What does the “P” in the PACED model stand for?
Problem (Identify the problem)
Income you receive from wages, salaries, tips, and commissions is known as what type of income?
Earned income
What factor most often increases a person’s future earning potential—education or luck?
Education
What is the formula for a basic budget?
Income – Expenses = Savings (or Debt)
What does the “S” in SMART goals stand for?
Specific
In the PACED model, what step involves comparing the advantages and disadvantages of each option?
List Alternatives
What type of income includes interest, dividends, and gifts?
Unearned income
Give one example of a career that may require advanced education or training.

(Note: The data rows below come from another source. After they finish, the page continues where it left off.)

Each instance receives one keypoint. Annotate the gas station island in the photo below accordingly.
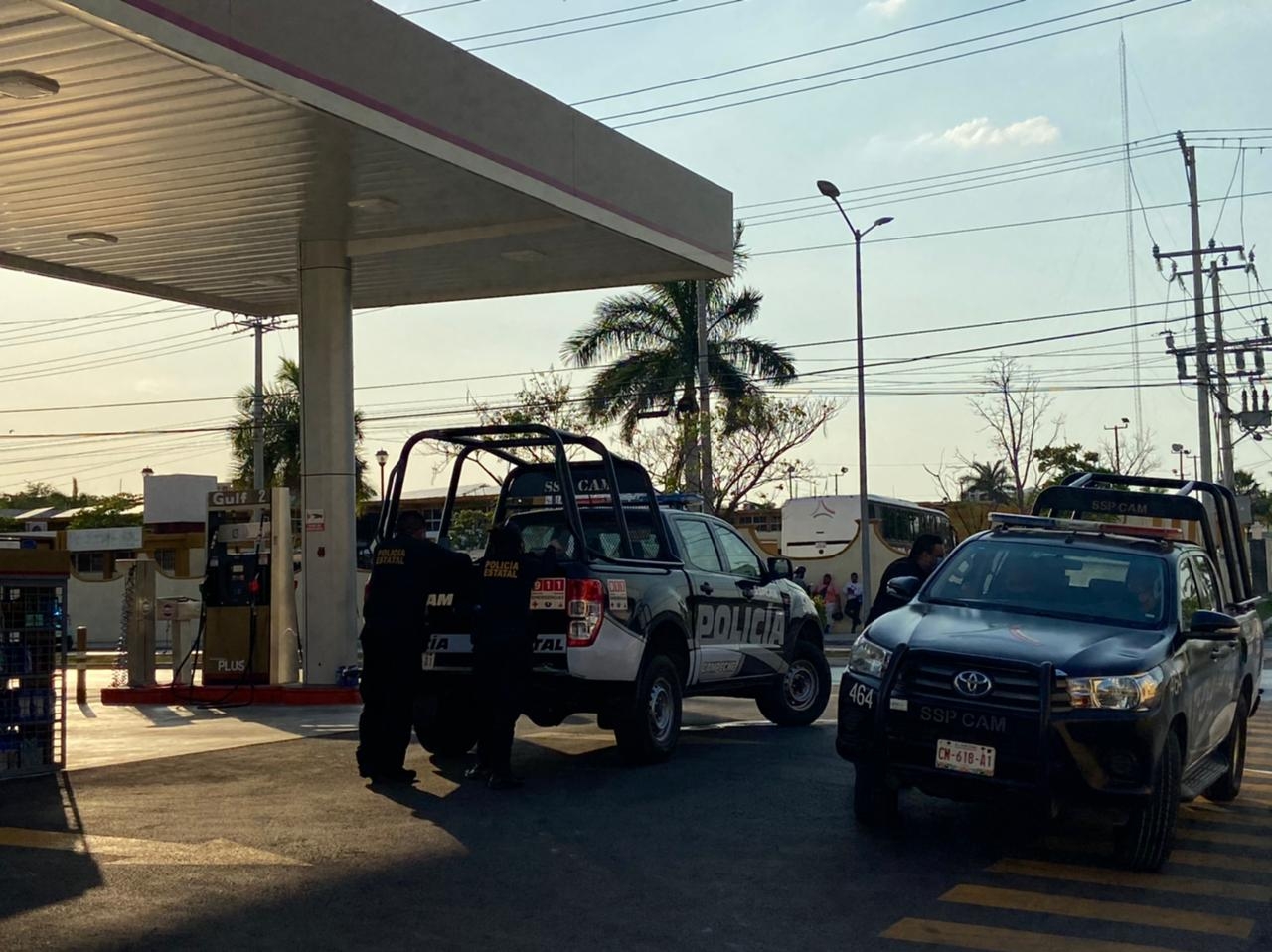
(310, 158)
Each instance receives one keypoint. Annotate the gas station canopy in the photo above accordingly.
(275, 157)
(182, 149)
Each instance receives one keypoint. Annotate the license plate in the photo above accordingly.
(964, 757)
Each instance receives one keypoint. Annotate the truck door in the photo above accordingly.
(1225, 657)
(710, 592)
(1203, 689)
(757, 622)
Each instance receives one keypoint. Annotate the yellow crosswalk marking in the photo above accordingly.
(1023, 901)
(1207, 835)
(1139, 880)
(1221, 861)
(130, 851)
(993, 939)
(1218, 815)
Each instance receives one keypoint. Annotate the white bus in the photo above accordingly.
(821, 534)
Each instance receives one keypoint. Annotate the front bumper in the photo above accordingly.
(1050, 752)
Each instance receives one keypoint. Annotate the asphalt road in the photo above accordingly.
(744, 840)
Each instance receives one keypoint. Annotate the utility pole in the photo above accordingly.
(258, 326)
(1130, 245)
(258, 411)
(1202, 348)
(705, 401)
(1199, 314)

Examples: Nurse, engineer, electrician, lawyer, teacher, IT technician
Money left over after expenses is called what?
Savings/Surplus
Is buying a house a short-term or long-term goal?
Long-term
This step identifies what is important to you and what you value when making a decision. Which PACED step is it?
Select Criteria
Name two types of taxes taken out of a paycheck.
Examples: Federal income tax, state income tax, Social Security, Medicare
When comparing two cities, which major factor determines how far your salary will go?
Cost of living
Name two common categories of expenses in a personal budget.
Housing, transportation, utilities, food, insurance, etc.
Give one example of a low-risk investment option.
Savings account, CD, money market account
What is the main purpose of the PACED model?
To help people make rational, well-informed decisions
How can employee benefits influence a person’s career decision?
Benefits like insurance, retirement plans, and paid leave add value and make certain jobs more attractive.
Explain why a person with more job skills may earn higher wages.
They offer more value to employers and are in higher demand.
If expenses are greater than income, what financial result occurs?
Debt/Deficit
Which investment option involves owning part of a company?
Stocks
List all five PACED steps in order.
Problem, Alternatives, Criteria, Evaluate, Decide
Explain how income can affect your long-term career plan.
Higher income can support education goals, lifestyle choices, and open opportunities for long-term financial stability.
Describe how the market value of labor affects wages for workers.
Wages rise when skills are in high demand and fall when many workers can perform the same job.
Why is creating a budget important when moving to a new city?
Costs vary by location; budgeting helps prevent overspending and prepares you for new expenses.
Explain the difference between a 401(k) and an IRA.